Seriously, this is the only reply? Has no one else tried it? I know it can't be some secret that only I have stumbled upon. It is just a PW, but damn it is so much stronger than anything else I have taken.


----------



## OfficerFarva (Nov 15, 2013)

KelJu said:


> Seriously, this is the only reply? Has no one else tried it? I know it can't be some secret that only I have stumbled upon. It is just a PW, but damn it is so much stronger than anything else I have taken.



Wait till you try Meth..


----------



## Christsean (Nov 15, 2013)

I'm going to my local  supplement shop to get some.... Hopefully.


----------



## Christsean (Nov 15, 2013)

Boo!! They don't have it!!


----------



## Kirk B (Nov 15, 2013)

KelJu said:


> This shit is better thank cocaine. Ok, maybe not that good, but pretty close. My only complain is it makes my nose run and mucus forms in my throat. Also, my dick runs into hiding. On the upside, I have never taken a PWO drink that had as much kick as this. It leaves NO-Explode, C4, HemoRage, Hyde, and Pump-HD in the dust.
> 
> What the hell is in that stuff that causes these effects.

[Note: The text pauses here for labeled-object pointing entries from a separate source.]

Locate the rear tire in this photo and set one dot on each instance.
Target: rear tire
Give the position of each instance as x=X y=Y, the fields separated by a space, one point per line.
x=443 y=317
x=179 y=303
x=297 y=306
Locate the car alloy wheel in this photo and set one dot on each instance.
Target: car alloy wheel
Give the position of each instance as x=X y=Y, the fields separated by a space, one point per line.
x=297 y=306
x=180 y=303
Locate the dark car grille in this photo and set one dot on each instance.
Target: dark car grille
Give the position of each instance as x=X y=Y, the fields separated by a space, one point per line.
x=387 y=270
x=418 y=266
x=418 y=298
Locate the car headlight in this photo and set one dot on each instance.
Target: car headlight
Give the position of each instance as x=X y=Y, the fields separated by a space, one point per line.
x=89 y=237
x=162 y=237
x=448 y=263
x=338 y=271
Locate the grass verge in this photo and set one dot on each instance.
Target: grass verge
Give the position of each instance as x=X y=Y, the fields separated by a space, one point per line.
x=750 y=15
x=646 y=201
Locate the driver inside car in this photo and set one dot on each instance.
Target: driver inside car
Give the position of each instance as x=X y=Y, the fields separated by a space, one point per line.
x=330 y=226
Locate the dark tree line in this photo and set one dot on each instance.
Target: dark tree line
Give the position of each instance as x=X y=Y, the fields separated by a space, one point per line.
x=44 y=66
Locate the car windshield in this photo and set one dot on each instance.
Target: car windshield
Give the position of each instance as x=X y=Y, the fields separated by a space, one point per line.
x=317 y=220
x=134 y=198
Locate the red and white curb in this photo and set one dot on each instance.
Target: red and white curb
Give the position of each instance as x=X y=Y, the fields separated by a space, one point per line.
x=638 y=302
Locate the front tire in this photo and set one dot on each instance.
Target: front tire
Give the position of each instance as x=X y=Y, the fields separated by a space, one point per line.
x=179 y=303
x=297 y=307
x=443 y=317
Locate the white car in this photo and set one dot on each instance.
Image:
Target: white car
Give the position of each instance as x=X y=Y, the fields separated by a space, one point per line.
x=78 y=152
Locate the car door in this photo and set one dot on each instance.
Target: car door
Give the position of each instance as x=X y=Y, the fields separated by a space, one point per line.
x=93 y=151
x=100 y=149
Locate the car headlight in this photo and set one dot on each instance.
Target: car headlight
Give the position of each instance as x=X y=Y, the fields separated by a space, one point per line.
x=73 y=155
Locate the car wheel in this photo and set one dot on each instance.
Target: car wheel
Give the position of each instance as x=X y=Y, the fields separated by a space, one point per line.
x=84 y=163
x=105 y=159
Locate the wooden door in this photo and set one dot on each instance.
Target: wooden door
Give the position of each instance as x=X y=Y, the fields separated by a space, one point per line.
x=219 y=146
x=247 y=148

does it give you the jitters like NO i cant take no cauuse of that i just take the main ingredient arginine. when i worked out in jail i use to drink half a 8oz cup of coffe  black to help and thats it I will start shaking and i hate that feeling from the no so is it like that with the caffine ?


----------



## Christsean (Nov 15, 2013)

That's my biggest problem with PWO stims is the jitters. I have a PWO stim graveyard full of barely used products. 

Dbol is the best PWO stim!!!!!


----------



## packers6211 (Nov 15, 2013)

Man for me it wouldn't be a pwo if it didn't have jitter effect!! I haven't tried this so I'm def have to. Finaflex makes some good shit, Orbit Nutrition - Buy FINAFLEX G8 Cheap! this is one of the best go to sleep products!!


----------



## exerciseordie (Nov 15, 2013)

I love stimul8 shit is awesome


----------